Rather than paying a fixed share of total Medicaid spending, Ryan’s plan gives states capped amounts of federal money, or block grants, to operate and restructure their Medicaid programs with little federal oversight. With the added flexibility, many state leaders envision greater program efficiency and less waste.

If federal grants don’t keep pace with rising medical costs and enrollment increases during economic downturns, states could end up with less federal funding over time.
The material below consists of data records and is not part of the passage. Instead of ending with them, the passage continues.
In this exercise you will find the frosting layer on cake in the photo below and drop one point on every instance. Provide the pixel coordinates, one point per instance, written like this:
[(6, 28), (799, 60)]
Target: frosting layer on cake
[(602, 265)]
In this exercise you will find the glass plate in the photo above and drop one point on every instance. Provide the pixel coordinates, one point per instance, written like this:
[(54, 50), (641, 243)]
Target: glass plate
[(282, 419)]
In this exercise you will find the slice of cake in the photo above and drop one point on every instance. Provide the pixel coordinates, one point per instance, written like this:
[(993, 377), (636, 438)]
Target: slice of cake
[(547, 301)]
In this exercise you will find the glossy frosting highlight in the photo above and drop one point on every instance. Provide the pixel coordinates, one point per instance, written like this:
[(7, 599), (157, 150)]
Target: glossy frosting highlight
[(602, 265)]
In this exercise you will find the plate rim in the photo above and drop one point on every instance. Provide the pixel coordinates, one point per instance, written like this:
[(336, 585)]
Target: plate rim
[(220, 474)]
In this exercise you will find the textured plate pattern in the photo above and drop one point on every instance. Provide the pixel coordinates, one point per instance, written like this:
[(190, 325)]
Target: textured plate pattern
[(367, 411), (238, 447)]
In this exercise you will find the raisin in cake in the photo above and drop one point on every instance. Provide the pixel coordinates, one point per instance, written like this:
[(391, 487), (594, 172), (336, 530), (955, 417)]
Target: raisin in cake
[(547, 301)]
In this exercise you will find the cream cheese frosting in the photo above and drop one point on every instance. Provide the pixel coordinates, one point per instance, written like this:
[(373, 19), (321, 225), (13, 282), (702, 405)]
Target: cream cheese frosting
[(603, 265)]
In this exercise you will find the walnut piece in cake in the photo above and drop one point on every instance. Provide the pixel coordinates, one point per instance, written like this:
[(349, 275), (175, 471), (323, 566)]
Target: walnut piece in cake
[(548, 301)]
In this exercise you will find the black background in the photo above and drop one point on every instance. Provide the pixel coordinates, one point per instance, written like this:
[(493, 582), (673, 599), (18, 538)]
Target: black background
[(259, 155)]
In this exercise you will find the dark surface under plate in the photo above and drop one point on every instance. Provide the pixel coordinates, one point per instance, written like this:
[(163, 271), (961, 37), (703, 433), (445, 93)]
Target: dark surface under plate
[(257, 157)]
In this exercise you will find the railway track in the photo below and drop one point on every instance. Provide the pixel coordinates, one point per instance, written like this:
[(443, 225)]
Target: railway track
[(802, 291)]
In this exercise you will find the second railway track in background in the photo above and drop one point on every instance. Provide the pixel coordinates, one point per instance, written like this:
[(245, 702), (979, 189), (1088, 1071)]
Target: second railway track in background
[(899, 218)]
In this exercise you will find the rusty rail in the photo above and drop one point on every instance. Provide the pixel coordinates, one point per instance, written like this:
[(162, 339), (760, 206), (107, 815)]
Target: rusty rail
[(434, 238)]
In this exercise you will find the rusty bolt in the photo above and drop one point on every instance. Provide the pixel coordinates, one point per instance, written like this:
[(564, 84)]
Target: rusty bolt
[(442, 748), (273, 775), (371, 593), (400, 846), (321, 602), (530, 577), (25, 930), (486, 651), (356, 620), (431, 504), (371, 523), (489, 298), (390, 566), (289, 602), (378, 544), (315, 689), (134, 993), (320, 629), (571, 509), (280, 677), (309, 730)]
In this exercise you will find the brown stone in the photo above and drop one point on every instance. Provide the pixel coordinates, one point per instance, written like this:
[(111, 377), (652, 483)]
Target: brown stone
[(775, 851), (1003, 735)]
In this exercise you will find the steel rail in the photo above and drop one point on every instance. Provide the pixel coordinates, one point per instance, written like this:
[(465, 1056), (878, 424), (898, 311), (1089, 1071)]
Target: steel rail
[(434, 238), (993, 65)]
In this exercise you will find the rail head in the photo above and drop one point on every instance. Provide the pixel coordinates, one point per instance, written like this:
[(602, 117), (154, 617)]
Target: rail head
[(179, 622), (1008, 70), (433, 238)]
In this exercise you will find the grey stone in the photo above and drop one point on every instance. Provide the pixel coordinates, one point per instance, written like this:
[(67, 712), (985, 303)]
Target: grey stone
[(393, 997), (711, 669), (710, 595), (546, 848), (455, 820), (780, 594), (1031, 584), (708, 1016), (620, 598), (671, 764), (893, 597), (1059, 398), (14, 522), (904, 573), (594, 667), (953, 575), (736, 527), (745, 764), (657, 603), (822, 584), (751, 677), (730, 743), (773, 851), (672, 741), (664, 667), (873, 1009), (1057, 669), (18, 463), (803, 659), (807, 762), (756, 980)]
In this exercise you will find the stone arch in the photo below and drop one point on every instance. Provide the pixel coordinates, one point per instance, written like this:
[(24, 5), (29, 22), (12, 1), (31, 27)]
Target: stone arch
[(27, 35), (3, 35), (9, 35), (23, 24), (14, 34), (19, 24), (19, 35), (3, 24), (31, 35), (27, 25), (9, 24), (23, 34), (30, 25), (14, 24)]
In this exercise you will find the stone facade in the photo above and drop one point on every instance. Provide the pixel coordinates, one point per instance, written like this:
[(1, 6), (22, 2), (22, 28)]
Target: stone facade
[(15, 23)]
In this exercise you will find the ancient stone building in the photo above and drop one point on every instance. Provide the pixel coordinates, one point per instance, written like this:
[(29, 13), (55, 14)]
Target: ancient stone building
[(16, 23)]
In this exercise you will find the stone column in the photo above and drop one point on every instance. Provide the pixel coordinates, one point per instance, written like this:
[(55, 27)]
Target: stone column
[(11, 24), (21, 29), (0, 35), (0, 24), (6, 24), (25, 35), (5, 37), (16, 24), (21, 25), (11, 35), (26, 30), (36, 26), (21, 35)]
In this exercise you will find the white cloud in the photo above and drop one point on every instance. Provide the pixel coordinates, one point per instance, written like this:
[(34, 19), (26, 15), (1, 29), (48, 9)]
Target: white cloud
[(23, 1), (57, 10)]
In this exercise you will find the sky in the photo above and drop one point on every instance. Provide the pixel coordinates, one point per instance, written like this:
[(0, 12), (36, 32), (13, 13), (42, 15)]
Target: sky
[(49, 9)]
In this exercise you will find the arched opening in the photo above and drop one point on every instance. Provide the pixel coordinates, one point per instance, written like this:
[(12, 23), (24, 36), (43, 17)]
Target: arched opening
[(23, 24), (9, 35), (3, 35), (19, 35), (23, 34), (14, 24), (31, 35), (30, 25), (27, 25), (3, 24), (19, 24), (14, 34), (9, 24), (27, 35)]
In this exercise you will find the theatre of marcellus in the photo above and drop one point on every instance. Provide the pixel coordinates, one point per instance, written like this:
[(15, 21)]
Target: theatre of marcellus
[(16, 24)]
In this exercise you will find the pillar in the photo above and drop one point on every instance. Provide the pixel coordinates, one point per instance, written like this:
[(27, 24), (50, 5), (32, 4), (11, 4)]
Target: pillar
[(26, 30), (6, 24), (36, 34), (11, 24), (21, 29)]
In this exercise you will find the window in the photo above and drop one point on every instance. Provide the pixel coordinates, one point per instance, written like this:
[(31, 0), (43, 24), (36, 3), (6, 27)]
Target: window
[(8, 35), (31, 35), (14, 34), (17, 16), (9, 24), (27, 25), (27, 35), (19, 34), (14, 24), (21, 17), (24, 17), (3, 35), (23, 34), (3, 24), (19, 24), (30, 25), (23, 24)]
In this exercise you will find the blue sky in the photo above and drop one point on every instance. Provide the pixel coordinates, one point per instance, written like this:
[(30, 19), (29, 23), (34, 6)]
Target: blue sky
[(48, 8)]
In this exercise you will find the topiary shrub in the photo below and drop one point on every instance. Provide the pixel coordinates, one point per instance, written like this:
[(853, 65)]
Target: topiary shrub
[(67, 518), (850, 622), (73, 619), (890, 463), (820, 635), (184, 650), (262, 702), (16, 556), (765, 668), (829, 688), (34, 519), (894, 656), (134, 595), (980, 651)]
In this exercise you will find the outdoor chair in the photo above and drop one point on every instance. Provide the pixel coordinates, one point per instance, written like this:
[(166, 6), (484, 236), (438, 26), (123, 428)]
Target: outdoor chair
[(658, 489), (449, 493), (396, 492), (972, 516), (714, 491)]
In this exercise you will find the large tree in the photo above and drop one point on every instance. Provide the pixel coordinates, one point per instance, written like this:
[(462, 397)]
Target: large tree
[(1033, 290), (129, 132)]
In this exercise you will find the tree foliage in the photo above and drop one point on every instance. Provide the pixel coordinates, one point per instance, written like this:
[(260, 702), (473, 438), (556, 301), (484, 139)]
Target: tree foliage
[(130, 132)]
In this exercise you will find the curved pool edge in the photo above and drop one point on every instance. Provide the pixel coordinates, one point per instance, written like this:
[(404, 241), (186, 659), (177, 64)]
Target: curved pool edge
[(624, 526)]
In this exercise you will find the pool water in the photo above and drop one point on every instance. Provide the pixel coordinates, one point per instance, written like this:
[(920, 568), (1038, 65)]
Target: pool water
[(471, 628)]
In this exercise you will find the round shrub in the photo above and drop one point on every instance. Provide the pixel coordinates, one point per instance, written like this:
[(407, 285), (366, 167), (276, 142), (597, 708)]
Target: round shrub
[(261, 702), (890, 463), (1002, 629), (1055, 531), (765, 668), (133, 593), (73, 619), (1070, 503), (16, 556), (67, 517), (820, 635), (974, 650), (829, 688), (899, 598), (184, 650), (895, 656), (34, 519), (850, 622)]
Federal Medicaid spending would likely drop by $810 billion — roughly 22 percent — from 2013 to 2022 under Ryan’s plan.

Funding in 2022 alone would be more than a third less under Ryan’s budget than states would get under the current funding formula, the Center on Budget and Policy Priorities estimates.

This shortfall would force states — most of which are already cash-strapped — to either pay a larger share of Medicaid program costs or to cut services.

According to a report by the nonpartisan Congressional Budget Office, “Cutbacks might involve reduced eligibility … coverage of fewer services, lower payments to providers, or increased cost-sharing by beneficiaries — all of which would reduce access to care.”

Those cuts and the Ryan plan’s calls to repeal the Affordable Care Act — the landmark health care law passed in 2010 — would add tens of millions of low-income Americans to the ranks of the uninsured. It also would raise taxpayers’ bill for emergency room indigent care and cause an increase in private insurance rates.

Over the next decade, Ryan’s plan would also turn the food stamp program, now known as the Supplemental Nutrition Assistance Program, into block grants. According to the Center for Budget and Policy Priorities, that would mean a $133.5 billion, or 17 percent, reduction in funding. The program currently enrolls more than 46 million low-income Americans, mainly families with children, seniors and the disabled.